Menopausa = sexualidade zero
É impossível falar deste tema sem me lembrar do juiz português que, em 2014, ao pronunciar-se sobre o caso de uma mulher que devido a um erro médico ficou incontinente e com quase total incapacidade para ter relações sexuais, lhe diminuiu para metade a indemnização por a queixosa ter “50 anos e dois filhos, uma idade em que a sexualidade não tem a importância que assume em idades mais jovens”. Arrepiante, é o mínimo que se pode dizer desta justificação, faria o mesmo a um homem nas mesmas circunstâncias? A sexualidade feminina depois da menopausa também é um assunto não falado.
“Os temas-tabu em torno da sexualidade e do corpo não se esgotam na menopausa. A menstruação, a masturbação feminina ou o orgasmo são exemplos de silêncio e invisibilidade. Temas associados ao universo feminino são remetidos para a esfera do privado, dos assuntos menores que não têm lugar nas arenas públicas de intervenção e reflexão. E depois associa-se a menopausa a envelhecimento, e esta ligação é particularmente prejudicial às mulheres na esfera laboral. O corpo produtivo é um corpo jovem, forte, saudável, sem doença crónica ou deficiência. Nesta lógica capacitista (que sobrevaloriza os chamados ‘corpos capazes’) e idadista (que sobrevaloriza os corpos jovens), qualquer sinal de envelhecimento é desencorajado e isso penaliza duplamente as mulheres. Um exemplo que cruza desigualdade, discriminação em relação à idade e sexismo em meio laboral são os cabelos grisalhos: todos os dias vemos peritos, decisores políticos e apresentadores televisivos com cabelos grisalhos; muito raramente vemos mulheres de cabelos grisalhos nas mesmas posições. Enquanto não reconhecermos o envelhecimento como um processo natural que se manifesta através do nosso corpo de maneiras diversas, sem que isso represente uma ameaça, continuaremos a fazer de conta, contribuindo ativamente para a desinformação e um silêncio que oprime. Os silêncios agravam problemas, nunca criam soluções”, diz-nos Ana Cristina Santos, doutorada em Estudos de Género, investigadora principal do Centro de Estudos Sociais, da Universidade de Coimbra. Vamos acabar com o silêncio?
O que elas disseram sobre a menopausa
Michele Obama
“Estava pronta para sair do helicóptero Marine One para participar num evento quando, de repente, senti que alguém tinha ligado um forno no máximo e eu estava a derreter.
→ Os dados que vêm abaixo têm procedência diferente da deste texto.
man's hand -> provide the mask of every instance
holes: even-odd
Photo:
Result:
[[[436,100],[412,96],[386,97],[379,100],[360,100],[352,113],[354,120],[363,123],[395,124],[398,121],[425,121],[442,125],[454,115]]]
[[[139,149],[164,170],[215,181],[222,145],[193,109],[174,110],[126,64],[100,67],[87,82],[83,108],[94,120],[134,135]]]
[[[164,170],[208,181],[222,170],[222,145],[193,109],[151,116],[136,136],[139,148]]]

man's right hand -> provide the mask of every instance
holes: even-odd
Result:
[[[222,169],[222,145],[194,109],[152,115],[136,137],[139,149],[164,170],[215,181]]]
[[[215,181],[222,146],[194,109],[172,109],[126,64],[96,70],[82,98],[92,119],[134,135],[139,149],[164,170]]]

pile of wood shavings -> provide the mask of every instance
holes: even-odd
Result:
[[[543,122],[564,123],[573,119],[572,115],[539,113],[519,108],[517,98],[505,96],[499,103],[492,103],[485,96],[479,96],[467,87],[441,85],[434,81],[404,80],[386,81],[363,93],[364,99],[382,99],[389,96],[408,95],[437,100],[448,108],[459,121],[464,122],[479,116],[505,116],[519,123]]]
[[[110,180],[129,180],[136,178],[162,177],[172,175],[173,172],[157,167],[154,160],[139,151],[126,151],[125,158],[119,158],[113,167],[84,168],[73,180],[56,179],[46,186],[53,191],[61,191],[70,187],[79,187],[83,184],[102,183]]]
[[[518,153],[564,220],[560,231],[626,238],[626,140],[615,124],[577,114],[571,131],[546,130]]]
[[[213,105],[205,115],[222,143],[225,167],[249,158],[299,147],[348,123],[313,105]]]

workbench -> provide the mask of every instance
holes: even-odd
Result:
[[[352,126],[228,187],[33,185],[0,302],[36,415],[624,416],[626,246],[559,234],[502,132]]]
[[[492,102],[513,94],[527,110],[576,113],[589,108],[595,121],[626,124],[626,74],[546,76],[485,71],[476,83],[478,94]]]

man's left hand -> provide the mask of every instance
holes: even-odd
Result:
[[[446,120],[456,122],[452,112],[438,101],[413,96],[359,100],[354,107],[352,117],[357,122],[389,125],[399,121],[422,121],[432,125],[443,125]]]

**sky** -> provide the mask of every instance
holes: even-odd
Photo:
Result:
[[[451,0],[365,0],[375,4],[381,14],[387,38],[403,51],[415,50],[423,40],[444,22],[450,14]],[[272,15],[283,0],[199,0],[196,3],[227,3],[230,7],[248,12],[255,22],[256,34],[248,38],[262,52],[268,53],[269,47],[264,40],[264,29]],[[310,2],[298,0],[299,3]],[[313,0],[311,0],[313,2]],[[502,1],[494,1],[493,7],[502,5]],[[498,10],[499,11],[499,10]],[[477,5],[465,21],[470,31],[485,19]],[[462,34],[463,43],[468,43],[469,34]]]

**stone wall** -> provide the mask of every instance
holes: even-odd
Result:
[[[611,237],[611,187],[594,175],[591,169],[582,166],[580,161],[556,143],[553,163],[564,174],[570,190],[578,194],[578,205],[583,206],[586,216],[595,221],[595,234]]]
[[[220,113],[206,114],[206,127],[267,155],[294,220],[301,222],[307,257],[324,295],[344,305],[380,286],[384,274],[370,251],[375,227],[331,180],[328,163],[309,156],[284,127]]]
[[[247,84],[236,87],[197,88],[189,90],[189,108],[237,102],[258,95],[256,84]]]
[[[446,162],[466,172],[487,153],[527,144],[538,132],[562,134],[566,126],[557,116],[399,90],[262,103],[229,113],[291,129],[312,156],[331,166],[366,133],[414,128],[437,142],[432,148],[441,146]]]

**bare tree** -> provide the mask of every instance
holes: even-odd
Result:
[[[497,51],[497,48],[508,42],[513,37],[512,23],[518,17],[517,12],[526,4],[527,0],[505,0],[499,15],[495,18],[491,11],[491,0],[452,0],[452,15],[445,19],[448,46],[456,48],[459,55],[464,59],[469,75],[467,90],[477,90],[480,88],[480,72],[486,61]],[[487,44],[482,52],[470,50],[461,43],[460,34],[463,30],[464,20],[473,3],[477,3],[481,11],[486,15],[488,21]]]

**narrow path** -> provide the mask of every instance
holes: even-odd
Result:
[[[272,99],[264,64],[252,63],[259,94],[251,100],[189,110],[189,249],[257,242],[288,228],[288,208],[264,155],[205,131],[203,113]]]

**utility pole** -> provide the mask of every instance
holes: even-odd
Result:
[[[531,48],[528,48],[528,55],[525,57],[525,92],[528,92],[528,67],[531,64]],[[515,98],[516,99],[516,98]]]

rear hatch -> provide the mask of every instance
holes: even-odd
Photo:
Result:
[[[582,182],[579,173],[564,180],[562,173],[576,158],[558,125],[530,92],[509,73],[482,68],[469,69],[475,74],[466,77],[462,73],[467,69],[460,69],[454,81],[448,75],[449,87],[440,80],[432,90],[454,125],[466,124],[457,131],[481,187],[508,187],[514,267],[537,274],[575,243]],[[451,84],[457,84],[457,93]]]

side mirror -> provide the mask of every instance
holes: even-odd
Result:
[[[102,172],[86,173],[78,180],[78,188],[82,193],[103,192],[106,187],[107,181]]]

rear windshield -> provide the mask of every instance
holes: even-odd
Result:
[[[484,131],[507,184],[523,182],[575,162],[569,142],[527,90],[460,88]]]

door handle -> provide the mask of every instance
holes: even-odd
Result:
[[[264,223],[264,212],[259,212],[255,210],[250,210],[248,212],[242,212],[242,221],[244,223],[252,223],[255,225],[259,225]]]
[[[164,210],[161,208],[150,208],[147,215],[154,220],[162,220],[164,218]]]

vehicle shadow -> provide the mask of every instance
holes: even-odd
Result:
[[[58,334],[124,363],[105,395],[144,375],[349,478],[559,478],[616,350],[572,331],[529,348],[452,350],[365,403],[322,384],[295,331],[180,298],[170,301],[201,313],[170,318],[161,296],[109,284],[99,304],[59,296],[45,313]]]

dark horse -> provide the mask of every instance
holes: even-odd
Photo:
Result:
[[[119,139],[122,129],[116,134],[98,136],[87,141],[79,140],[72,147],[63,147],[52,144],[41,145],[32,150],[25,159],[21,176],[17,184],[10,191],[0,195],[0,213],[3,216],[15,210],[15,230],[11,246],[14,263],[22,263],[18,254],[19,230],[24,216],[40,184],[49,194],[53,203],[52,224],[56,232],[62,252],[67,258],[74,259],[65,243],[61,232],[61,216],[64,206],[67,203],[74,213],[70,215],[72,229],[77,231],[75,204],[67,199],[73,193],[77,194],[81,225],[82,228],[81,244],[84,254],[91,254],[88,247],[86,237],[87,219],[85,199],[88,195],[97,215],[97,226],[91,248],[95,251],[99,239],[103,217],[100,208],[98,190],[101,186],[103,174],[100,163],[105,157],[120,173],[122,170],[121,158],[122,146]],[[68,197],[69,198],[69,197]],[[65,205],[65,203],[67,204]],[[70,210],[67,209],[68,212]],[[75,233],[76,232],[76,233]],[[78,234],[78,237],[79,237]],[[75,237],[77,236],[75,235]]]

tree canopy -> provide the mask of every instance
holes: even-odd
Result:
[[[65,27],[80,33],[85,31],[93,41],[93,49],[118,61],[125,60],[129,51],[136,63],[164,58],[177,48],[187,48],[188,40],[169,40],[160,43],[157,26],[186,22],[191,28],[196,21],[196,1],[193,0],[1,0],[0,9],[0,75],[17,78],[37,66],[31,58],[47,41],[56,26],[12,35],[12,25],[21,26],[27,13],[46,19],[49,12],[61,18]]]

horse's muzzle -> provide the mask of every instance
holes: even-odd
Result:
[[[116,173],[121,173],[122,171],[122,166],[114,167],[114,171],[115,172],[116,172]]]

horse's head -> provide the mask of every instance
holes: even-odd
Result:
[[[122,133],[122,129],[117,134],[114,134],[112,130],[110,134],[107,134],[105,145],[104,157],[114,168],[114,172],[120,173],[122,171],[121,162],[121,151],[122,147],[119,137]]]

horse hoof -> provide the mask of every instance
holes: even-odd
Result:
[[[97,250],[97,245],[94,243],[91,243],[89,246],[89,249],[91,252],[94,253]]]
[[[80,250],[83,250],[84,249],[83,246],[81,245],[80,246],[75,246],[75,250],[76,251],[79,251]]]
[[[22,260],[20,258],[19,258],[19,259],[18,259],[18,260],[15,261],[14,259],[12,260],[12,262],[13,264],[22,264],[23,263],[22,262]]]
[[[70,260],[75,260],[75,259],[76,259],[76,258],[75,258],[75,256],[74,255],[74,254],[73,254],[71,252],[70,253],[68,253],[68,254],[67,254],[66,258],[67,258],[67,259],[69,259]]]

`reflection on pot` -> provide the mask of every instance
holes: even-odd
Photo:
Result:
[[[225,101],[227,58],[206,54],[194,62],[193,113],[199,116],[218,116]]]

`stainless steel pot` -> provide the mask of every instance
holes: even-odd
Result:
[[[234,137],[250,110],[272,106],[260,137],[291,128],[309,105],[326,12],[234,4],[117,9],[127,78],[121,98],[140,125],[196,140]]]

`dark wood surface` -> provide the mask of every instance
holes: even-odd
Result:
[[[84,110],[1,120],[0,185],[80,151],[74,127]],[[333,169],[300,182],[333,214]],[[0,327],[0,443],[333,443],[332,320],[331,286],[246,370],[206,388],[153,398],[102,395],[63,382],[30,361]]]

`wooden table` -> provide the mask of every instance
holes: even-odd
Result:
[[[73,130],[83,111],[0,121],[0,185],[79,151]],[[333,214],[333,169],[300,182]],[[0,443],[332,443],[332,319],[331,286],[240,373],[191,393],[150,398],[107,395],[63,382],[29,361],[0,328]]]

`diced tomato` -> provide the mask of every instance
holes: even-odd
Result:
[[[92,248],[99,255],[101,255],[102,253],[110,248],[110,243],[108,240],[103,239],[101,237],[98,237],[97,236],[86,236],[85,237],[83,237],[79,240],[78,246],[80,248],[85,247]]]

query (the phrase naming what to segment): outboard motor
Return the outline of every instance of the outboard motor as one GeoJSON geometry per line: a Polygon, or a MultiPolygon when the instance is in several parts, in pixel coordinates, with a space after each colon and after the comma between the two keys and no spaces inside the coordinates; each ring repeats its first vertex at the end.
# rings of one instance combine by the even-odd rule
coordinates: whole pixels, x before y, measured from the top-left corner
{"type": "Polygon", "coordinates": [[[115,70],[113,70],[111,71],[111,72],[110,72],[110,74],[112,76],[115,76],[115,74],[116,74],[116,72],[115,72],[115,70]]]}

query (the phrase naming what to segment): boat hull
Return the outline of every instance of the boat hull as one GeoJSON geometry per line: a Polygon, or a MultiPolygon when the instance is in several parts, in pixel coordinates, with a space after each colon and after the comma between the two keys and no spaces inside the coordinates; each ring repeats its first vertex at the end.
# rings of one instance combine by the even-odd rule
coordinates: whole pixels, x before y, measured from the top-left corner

Pensei, ‘que loucura, não consigo, não consigo fazer isto’. Barack não perdeu a calma, como estava habituado a trabalhar com mulheres na menopausa, disse para aumentarem o ar condicionado.”
Kristin Scott Thomas
“Adorei quando a minha personagem em ‘Fleabag’ diz exatamente o que senti: ‘Temos dor em cada ciclo por anos e anos e o que acontece quando, finalmente, fazemos as pazes com esse processo? A menopausa. E é a coisa mais maravilhosa do mundo. Sim, o pavimento pélvico desmorona-se, ficas com um calor de m**** , mas depois somos livres.
É horrível, mas é magnífico.”
Kim Cattrall
“Foi ótimo interpretar Samantha de ‘Sexo e a Cidade’ a passar por todos os tipos de mudanças e desafios relacionados com a menopausa, de uma forma franca e honesta. Isso inspirou-me a ser aberta em relação aos meus sentimentos sobre esse processo na vida real. Milhões de mulheres passam por isso, faz parte da natureza, mas pode ser muito confuso e fazer-nos sentir isoladas.”
Whoopi Goldberg
“Como é que podem manter um homem com uma ereção durante 19h e ainda não inventaram nada para nos refrescar durante um afrontamento? Como é que isto é possível?”